Soon enough this guy found himself in a tight place. So he opened the first letter. It said, "Blame everything on me." So he blamed the old guy and it worked like a charm. Of course, the new guy got into another situation he couldn't get out of, so he opened the second letter, which read, "sit down and write two letters."
The fabulous and worrying book, Barbarians At The Gate, chronicles the story of one such man, Ross Johnson, CEO of Nabisco, then the 17th largest company in the USA.
According to the book, Johnson used to "play the role of master puppeteer, keeping the company and it's officers in a constant state of reorganisation […] sometimes ordering two businesses to change buildings knowing that one would end up bursting at the seams while the other would rattle around looking for someplace to grow."
He would also change reporting relationships without warning, leading to the joke among employees that, "if my boss calls, ask him for his name and number."
These changes culminated in the sale of the company for $25bn and it's eventual loss of independence in the biggest deal of the deal-mad 1980s.
It's not that people vote for change instead of improvement. They don't. People are attracted to manifesto and strategic promises of improvement. It's just that delivering promises is harder than delivering changes but they look very similar for the first few months or years until a deliverable is expected. It's hard to know whether they are just an effort to look busy, blame the last guy, or just have some fun.

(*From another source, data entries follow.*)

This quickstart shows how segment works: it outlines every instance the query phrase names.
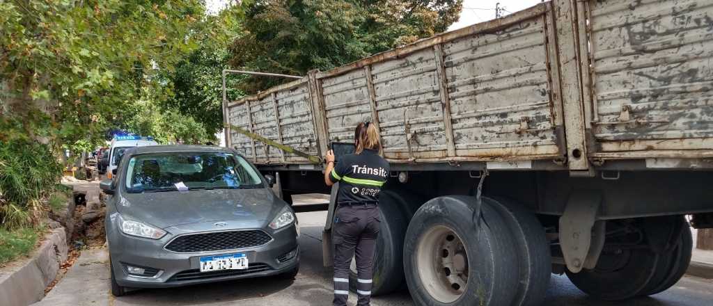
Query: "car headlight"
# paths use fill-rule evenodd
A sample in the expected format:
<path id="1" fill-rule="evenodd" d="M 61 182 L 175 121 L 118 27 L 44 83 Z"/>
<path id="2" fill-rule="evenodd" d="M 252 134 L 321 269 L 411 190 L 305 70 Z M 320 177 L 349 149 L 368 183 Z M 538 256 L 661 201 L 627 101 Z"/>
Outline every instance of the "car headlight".
<path id="1" fill-rule="evenodd" d="M 277 217 L 272 219 L 272 222 L 270 223 L 270 228 L 272 229 L 278 229 L 285 227 L 291 224 L 294 221 L 294 213 L 292 213 L 289 209 L 285 208 L 282 209 L 282 211 L 277 214 Z"/>
<path id="2" fill-rule="evenodd" d="M 130 219 L 121 215 L 118 215 L 118 221 L 119 229 L 126 235 L 158 239 L 166 234 L 165 231 L 136 220 Z"/>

So how can those in power and influence to know the difference between a change and an improvement before it happens?
Heuristics are the answer. Short cut principles that allow an immense amount of wisdom to be wrapped up in a sentence of two.
We use them all the time because life is too complex to allow careful consideration of every choice. One everyday heuristic is that "expensive = best", a notion supported by the logic that other buyers will have checked whether the price is reasonable and that the seller will have set a price that allows the item to be sold.

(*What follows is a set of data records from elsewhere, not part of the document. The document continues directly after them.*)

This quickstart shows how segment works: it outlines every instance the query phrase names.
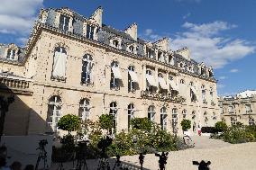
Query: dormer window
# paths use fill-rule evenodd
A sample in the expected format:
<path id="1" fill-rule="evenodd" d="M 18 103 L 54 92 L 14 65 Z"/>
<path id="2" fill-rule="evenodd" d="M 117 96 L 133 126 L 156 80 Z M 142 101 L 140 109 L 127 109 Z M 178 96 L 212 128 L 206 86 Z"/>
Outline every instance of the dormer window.
<path id="1" fill-rule="evenodd" d="M 68 16 L 65 16 L 63 14 L 60 14 L 59 16 L 59 28 L 68 31 L 69 31 L 69 20 L 70 18 Z"/>
<path id="2" fill-rule="evenodd" d="M 15 59 L 15 53 L 16 53 L 15 49 L 8 49 L 6 58 L 11 59 L 11 60 L 14 60 Z"/>
<path id="3" fill-rule="evenodd" d="M 87 24 L 87 39 L 94 40 L 95 27 Z"/>
<path id="4" fill-rule="evenodd" d="M 118 42 L 118 40 L 113 40 L 113 45 L 114 45 L 114 47 L 118 48 L 118 47 L 119 47 L 119 42 Z"/>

Of course such short cuts don't always work, but we constantly use them when faced with complexity.
So my first proposed heuristic is "Consultation = Smart" or "the worker knows best".
If you see change that has had no consultation with the people who know most about the work then be suspicious.
Even Frederick Taylor, father of scientific management and assembly lines, readily admitted that the knowledge he needed to discover the "one best way" of doing each job was in the heads of the workers.
As he put it in 1914, "these fellows always know 10 times more than you do", and it seems self-evident that the manager cannot know all that the workers know about their work.
It follows that any change that is made without involving the knowledge, and preferably the engagement, of the worker is less likely to bring about improvement, since the change is made in ignorance.
My second heuristic is Truth Is Simple, owing something to Ockham's razor, an idea proposed by William of Ockham in the 14th Century, that states: "all things being equal the simplest explanation, fitting the evidence, is most likely to be true."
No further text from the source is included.